Earlier this week, I signed up for David Hoang’s newsletter, and I’m sure glad that I did. In response to this week’s attack on the…

Earlier this week, I signed up for David Hoang’s newsletter, and I’m sure glad that I did. In response to this week’s attack on the capital, David shares his views on the systems we are born into. He proffers how these systems come with their own unconscious biases and how they can play into the wrong hands, even in those cases when — looking in from the outside — it doesn’t make sense.

It turns out that because you experienced oppression, it does not make you immune from participating in other systems of oppression. Imagine how many unconscious bias decisions one might make a day. Think about when that’s multiplied by every human being for the last hundred years. Now, imagine when that bias is conscious, and someone made a deliberate decision to oppress. As Darien Boyd wrote, the system is working as designed. If you thought The Social Dilemma was enlightening around system design, wait till you read about systemic racism. Some of you might have similar upbringings of being raised in model minority families. They might not like a narcissistic president, in fact, they might despise him. However, he talks about communism, socialism, and the threat of it. That can be triggering for people who experienced it.
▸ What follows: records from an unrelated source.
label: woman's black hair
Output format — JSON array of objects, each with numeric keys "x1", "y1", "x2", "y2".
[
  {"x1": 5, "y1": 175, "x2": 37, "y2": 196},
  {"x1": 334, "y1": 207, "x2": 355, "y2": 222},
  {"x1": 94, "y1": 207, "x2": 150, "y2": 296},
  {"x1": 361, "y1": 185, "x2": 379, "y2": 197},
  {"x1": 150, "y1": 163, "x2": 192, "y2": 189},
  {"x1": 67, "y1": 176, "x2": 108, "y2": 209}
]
Taking in David’s perspective, my first thought is the need for us to live with a mindset of curious diplomacy. Given our society’s state and condition, we can’t afford to presume anything about one another. Nothing. Not even the smallest data point. I’m old enough to know the world isn’t black and white, but I’m beginning to understand that it’s also not gray — it’s full color. It’s our systems and biases that reduce the world to a smaller spectrum.

We’re not going to fix anything with a mindset that a few discussions will heal our combined culture. And this will require more than just listening. If we’re going to achieve some form of harmony (the kind I thought we lived in before the last four years, but I’m pretty sure I was wrong back then, too), then we have to be genuinely curious how our systems might work together through diplomatic means.